So if I pay $37,000 in interest over 10 years, I will be throwing away about $310.00 a month that I will never see again. The rest of the payment is principal that I may or may not get back depending on the market etc. It sounds a little like gambling that I know a lot of people have recently lost big. My 5th Wheel RV is paid for in full. I am a single guy and live in it comfortable. I can find a space with a lot rent for $300 per month.

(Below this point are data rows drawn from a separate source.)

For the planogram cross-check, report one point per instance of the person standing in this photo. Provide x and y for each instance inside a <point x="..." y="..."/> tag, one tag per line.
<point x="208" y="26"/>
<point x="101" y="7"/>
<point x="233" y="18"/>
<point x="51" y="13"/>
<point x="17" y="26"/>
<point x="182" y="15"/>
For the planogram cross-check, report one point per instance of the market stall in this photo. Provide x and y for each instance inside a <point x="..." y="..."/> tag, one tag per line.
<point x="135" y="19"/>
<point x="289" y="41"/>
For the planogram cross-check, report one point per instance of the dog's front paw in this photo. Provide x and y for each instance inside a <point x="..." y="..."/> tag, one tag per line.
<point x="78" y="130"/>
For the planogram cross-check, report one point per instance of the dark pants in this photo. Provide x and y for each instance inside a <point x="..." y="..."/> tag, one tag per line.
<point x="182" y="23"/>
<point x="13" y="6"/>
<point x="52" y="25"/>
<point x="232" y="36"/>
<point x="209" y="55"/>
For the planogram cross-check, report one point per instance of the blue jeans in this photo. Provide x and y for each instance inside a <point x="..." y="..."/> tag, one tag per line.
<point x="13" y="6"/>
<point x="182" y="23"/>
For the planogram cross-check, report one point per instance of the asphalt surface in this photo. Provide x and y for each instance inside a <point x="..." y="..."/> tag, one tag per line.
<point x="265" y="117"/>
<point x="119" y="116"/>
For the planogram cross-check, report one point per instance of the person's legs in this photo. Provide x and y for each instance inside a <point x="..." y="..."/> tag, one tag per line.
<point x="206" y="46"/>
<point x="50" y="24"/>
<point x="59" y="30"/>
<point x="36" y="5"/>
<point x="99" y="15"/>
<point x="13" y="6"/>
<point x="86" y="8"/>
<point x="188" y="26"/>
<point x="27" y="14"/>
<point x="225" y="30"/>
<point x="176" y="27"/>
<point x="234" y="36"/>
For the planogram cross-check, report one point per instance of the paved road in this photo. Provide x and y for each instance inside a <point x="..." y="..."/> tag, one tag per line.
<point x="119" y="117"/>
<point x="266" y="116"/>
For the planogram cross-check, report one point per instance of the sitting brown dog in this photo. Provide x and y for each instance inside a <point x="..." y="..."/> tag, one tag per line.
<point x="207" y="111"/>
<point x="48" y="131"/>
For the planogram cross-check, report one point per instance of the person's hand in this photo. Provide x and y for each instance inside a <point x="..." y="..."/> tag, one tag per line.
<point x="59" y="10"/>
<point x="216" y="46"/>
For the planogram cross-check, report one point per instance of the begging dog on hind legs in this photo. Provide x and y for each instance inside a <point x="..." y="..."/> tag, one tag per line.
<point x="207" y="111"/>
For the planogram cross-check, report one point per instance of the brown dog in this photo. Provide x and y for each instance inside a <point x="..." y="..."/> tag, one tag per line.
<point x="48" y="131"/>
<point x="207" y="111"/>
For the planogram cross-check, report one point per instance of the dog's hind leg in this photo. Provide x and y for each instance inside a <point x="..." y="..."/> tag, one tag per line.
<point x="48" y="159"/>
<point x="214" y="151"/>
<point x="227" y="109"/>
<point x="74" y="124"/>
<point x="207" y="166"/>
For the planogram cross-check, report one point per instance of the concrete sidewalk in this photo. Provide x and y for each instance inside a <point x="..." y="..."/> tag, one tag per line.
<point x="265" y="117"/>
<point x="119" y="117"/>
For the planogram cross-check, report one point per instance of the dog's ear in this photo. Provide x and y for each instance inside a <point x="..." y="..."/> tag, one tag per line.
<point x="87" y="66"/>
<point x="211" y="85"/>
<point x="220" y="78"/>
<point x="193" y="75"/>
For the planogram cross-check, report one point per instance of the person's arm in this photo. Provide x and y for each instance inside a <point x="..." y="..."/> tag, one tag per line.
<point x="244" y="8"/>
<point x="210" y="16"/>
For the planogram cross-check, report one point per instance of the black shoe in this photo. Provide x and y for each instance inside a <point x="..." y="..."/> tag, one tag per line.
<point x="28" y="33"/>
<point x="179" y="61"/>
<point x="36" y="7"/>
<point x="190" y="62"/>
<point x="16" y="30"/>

Isn't it safer to pay the $300 lot rent which is the same as interest that I'll be paying and put $500.00 a month in savings instead of a house payment? I am just looking at the best way to save money for the next 10 years until I move to Florida. I don't like that I am loosing money on lot rent but wouldn't I be loosing about the same amount in interest from the home loan? How about saving for 3 to 4 years and pay cash for land that will allow an RV (Picture Rocks)? Besides property tax I could save more money. In these days, is a house really that great of an investment?
I have a credit score of about 730 and it would be higher but I have a student loan and child support on my credit that will keep me from getting a loan, I am assuming. I have $10k as a deposit and I have a yearly income of $60k. I have a feeling that I have no choice but to live as cheap as possible, put money away and pay off all debts. I am just trying to figure out the best way to go.
Thank you so much for your feedback!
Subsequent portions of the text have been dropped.